Print Encyclopedias Join Dinosaurs (Part 2)

by Michael Hart on April 8, 2008
News

In 1985 when Gary Kildall, IBM’s first choice before Bill Gates to design their PC’s operating system a few years earlier, came out with the first electronic encyclopedia, who would figure it would be only a quarter of a century before print encyclopedias faded from the limelight to join vinyl records and dinosaurs?

$999 would buy you an external Sony CD drive and Grolier’s CD– pretty much the same price as the paper encyclopedias, but with the option of putting any number of CDs in the drive.

This was only a year after the famous “1984” Super Bowl ad that ran only once and changed Super Bowl ads forever.

It was only a year after IBM offered the AT.

It was the beginnings of the second generation of big time home computers and the truth is that very few people realized what a huge difference this was all going to make.

I, personally, was working on putting Shakespeare online as far as my biggest public plans for the future.
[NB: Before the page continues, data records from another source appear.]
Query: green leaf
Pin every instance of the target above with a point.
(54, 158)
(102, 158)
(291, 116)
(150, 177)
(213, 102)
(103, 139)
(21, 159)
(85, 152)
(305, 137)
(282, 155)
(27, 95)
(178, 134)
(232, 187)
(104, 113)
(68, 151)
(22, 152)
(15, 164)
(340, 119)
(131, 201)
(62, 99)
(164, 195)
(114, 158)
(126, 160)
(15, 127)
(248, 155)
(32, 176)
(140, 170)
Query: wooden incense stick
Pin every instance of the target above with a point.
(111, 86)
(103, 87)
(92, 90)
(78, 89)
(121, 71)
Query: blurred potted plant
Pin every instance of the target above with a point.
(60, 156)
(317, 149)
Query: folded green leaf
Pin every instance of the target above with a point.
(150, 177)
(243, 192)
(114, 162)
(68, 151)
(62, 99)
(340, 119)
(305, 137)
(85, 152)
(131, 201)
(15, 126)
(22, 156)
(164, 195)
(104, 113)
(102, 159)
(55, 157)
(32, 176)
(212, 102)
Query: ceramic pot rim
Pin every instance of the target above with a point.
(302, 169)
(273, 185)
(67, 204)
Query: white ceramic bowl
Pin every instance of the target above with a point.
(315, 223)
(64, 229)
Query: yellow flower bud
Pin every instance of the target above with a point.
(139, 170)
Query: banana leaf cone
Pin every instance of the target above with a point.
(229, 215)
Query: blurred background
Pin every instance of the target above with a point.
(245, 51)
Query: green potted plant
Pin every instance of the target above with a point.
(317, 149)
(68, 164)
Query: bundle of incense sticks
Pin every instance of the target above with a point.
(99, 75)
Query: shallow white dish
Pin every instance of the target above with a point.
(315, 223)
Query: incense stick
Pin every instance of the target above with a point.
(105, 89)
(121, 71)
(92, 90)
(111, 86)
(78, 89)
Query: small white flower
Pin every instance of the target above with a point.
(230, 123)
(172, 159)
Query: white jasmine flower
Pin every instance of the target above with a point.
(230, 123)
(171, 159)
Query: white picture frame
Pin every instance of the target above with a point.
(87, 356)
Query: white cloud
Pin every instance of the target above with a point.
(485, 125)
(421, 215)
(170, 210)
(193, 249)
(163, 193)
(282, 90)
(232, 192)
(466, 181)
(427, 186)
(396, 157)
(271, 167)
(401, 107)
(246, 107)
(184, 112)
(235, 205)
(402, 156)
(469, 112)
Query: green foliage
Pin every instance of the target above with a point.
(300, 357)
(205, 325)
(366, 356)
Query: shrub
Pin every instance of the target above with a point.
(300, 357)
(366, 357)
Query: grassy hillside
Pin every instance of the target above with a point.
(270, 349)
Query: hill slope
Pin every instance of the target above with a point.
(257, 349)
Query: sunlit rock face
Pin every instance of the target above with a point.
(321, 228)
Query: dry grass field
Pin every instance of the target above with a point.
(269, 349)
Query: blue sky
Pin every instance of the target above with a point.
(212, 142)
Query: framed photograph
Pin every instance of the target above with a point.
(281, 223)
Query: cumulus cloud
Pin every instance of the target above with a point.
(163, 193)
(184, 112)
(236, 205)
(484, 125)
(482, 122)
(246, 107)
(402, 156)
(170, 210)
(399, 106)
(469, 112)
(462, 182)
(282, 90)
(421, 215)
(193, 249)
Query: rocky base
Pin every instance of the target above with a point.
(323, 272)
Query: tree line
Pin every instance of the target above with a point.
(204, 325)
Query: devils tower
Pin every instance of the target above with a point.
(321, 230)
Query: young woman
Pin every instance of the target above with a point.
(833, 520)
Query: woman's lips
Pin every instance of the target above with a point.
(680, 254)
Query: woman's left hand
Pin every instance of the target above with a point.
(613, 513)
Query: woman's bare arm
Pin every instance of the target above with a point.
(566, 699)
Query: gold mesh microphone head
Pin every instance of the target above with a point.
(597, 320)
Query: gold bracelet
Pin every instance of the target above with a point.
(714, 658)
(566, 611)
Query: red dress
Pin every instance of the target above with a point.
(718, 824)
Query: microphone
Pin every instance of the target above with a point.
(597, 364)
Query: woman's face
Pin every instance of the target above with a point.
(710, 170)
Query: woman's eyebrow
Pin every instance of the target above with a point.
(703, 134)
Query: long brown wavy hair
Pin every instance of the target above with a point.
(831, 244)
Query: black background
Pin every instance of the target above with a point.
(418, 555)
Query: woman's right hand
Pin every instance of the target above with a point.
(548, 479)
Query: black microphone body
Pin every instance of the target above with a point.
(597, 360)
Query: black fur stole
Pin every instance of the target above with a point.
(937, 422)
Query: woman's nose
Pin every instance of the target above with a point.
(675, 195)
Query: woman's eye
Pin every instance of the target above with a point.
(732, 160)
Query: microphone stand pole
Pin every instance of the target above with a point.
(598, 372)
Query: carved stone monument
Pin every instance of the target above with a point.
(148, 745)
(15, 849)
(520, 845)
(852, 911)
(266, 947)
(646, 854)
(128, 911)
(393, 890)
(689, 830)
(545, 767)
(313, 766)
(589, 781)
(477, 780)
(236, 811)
In private, I was making 50 foot printer cables for the U of I, for $109, mostly because everyone had said it was impossible.

Note:

I should add here, for the benefit of one of the trolls I know, that I predicted back in the early 1980’s that the wide variety of very expensive printer cables would be replaced by a narrow, very narrow, variety costing only a fraction as much.

How did I know this?

I saw the same thing happen with hi-fi cables.

When my Dad bought our first hi-fi 55 years ago he had to hire, literally hire, an expert to come out to our house and make the cables that wired the various components together for $34 each.
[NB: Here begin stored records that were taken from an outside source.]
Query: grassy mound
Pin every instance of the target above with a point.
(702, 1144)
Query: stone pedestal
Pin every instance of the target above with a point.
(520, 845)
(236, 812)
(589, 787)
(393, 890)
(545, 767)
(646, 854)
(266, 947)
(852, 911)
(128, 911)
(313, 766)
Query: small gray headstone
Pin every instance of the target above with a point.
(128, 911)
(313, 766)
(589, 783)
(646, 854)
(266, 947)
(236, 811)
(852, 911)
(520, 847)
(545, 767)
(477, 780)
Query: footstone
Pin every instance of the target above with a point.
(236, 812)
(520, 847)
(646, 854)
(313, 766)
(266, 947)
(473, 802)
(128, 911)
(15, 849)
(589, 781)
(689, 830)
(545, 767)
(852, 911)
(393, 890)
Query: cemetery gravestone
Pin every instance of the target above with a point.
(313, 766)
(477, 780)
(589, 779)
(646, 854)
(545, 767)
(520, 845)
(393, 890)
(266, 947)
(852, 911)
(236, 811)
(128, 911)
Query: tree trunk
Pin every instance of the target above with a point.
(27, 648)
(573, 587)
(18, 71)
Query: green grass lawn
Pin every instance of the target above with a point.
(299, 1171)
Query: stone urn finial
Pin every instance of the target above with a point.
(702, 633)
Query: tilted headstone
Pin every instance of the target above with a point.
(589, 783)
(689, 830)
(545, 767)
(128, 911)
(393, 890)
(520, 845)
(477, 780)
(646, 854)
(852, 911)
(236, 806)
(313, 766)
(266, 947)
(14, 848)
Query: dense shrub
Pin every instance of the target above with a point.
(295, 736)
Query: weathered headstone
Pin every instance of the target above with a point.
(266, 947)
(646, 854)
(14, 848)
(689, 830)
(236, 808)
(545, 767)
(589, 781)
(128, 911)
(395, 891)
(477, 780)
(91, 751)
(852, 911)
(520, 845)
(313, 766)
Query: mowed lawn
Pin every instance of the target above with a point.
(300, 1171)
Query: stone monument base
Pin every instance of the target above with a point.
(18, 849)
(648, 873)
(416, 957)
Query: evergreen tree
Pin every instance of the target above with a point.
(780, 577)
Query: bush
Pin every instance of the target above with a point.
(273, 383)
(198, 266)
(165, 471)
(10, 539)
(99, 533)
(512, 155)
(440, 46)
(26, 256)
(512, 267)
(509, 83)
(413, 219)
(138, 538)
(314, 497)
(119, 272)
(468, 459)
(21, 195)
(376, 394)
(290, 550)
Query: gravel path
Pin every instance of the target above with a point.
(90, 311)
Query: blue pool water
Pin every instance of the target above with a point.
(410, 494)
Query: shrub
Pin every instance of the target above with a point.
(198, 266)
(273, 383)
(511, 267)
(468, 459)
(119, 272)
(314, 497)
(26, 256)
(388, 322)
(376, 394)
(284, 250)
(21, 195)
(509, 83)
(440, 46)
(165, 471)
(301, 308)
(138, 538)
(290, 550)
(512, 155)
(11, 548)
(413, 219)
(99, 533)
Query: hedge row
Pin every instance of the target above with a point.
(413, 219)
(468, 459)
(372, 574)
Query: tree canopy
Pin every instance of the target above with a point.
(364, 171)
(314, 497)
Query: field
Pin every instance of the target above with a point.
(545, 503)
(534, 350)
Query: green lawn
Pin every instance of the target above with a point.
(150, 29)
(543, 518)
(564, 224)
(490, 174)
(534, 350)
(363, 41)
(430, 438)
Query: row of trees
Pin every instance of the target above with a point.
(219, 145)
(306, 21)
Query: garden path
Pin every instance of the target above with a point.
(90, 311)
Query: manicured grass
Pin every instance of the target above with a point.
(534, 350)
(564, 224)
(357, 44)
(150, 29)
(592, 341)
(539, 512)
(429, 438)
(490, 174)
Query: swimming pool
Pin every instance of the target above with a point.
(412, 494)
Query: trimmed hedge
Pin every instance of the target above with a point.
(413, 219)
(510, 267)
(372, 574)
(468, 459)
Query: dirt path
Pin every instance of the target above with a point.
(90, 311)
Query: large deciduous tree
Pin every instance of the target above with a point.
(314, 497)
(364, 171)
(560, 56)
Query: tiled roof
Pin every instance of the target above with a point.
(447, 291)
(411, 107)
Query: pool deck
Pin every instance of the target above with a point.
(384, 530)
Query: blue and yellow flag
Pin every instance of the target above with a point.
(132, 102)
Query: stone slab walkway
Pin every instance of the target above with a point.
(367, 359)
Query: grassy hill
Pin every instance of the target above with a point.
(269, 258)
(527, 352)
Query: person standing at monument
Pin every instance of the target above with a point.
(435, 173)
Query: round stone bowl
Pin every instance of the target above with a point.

This would be about $250 in today’s money!!!

Yet you can buy most stereo [his were mono] cables today for an average price of a couple dollars, though you can obvious get a gold, silver, nickel or whatever cable for much more. We could only get plain wires and connectors back then.
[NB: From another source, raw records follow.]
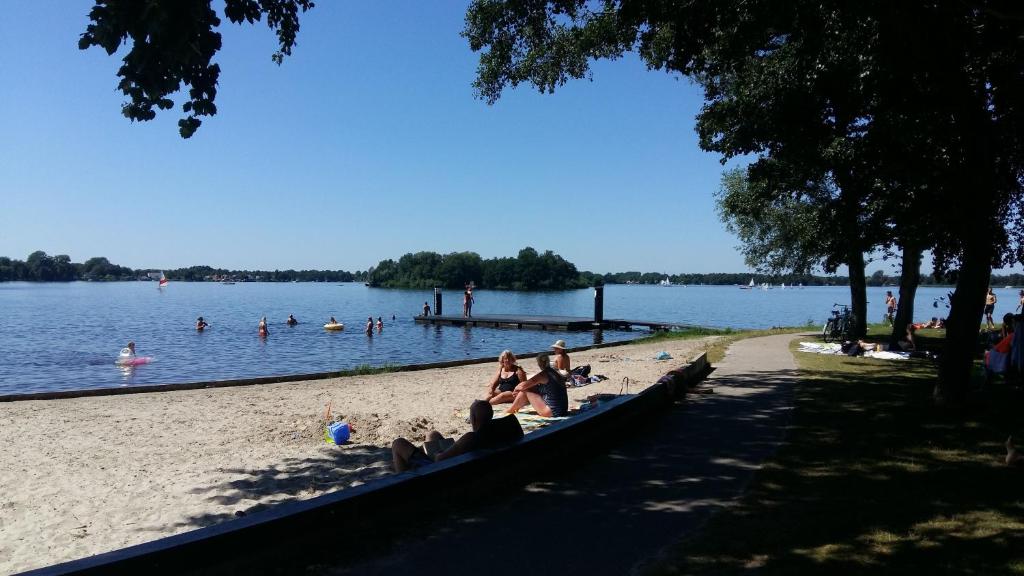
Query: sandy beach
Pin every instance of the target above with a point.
(87, 476)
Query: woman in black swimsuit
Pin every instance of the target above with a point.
(509, 374)
(544, 391)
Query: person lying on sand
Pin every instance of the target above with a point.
(486, 433)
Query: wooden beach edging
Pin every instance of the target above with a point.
(59, 395)
(295, 536)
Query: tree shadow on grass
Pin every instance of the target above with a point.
(873, 478)
(603, 511)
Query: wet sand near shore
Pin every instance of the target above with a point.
(86, 476)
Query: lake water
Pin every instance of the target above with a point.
(67, 336)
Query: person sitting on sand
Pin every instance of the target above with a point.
(907, 342)
(561, 360)
(544, 391)
(1014, 458)
(509, 374)
(486, 433)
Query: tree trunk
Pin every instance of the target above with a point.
(908, 281)
(858, 291)
(964, 323)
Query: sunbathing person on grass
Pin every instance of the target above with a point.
(486, 433)
(544, 391)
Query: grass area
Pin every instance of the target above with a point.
(872, 478)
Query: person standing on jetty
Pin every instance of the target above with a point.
(467, 301)
(990, 300)
(890, 306)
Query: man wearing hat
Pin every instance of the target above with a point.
(561, 360)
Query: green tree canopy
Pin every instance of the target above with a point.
(173, 43)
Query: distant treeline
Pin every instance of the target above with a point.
(40, 266)
(528, 271)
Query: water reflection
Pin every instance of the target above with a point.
(40, 351)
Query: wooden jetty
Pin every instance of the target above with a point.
(565, 323)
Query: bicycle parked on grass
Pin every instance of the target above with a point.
(840, 326)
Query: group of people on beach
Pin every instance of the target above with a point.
(991, 299)
(545, 391)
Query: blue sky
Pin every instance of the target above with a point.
(366, 144)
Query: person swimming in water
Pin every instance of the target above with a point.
(128, 351)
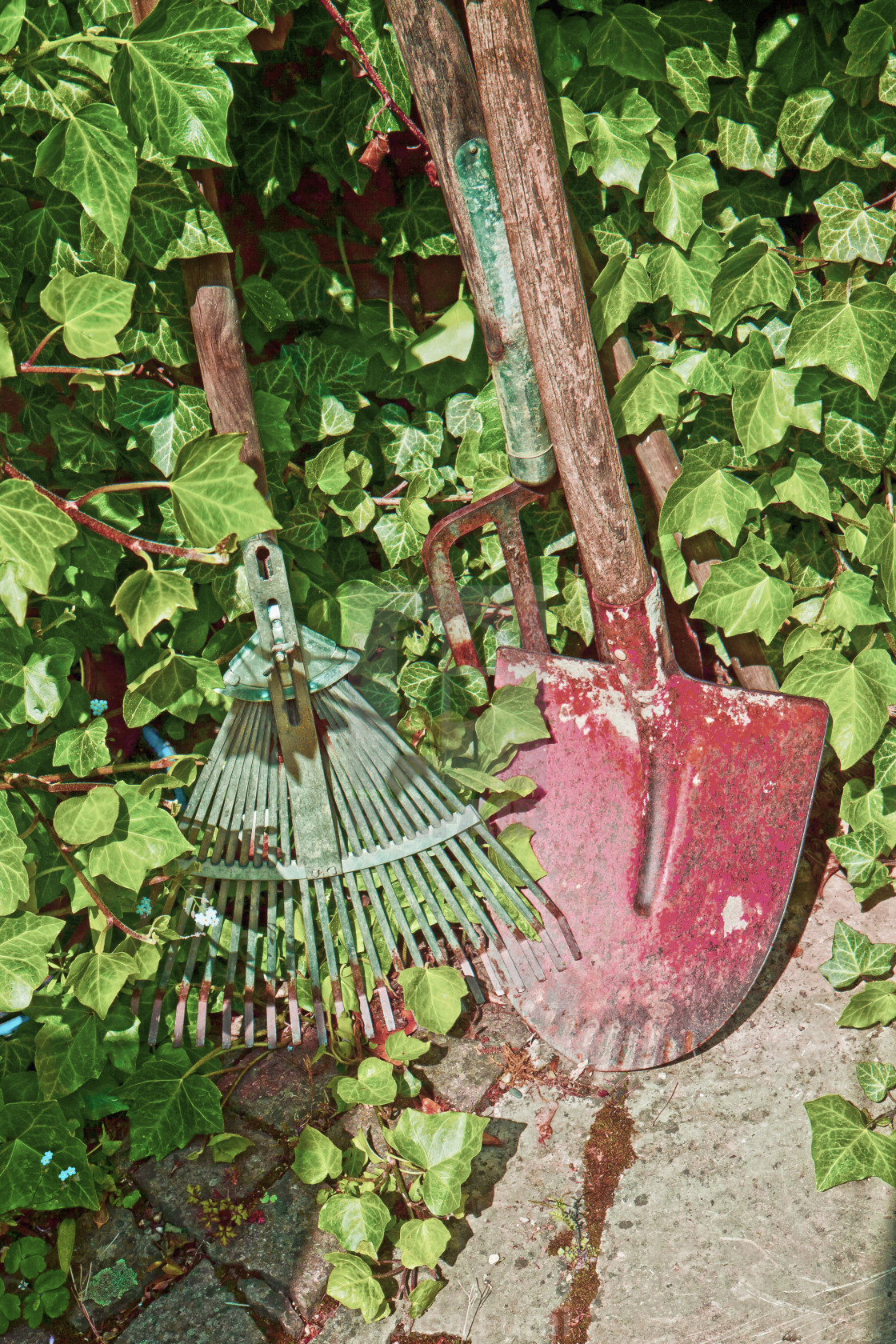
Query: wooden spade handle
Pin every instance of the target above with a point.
(554, 306)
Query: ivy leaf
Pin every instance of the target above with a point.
(442, 1146)
(25, 941)
(92, 310)
(674, 197)
(619, 288)
(148, 597)
(168, 1105)
(767, 398)
(512, 719)
(87, 816)
(842, 1146)
(214, 494)
(801, 482)
(178, 684)
(707, 498)
(872, 1006)
(355, 1219)
(648, 390)
(90, 156)
(741, 597)
(848, 230)
(98, 978)
(854, 338)
(82, 750)
(423, 1241)
(316, 1158)
(854, 954)
(144, 836)
(626, 41)
(753, 278)
(352, 1284)
(876, 1079)
(374, 1085)
(858, 851)
(854, 693)
(433, 995)
(422, 1298)
(618, 140)
(403, 1049)
(171, 221)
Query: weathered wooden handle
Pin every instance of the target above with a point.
(215, 322)
(554, 306)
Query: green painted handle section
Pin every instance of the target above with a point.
(530, 454)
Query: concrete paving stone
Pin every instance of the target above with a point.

So it was obvious to me that the stunning array of cables would not continue, nor their stunning prices.

I was also charging $180/hour for computer consulting, as I was one of the only people anyone knew of who did both hardware and software consulting, which was a HUGE advantage, in an age when most users could not tell you whether a problem was hardware or software related.

It was a kind of “Golden Age” of computing, but expensive.

A full tilt IBM-AT or Mac system might have cost you $10,000 in dollars that was worth over $20,000 today, according to several of the “Inflation Calculators” available online today.

Can you imagine spending $20,000 on a computer today???

It is hard to spend $2,000 on a computer today, one hundreds of times more powerful, with 10,000 times the drive storage, color palettes with over 16 million colors, etc., etc., etc.

The average computer today sells for under $500.

Note:

I said hundreds of times faster, but. . . .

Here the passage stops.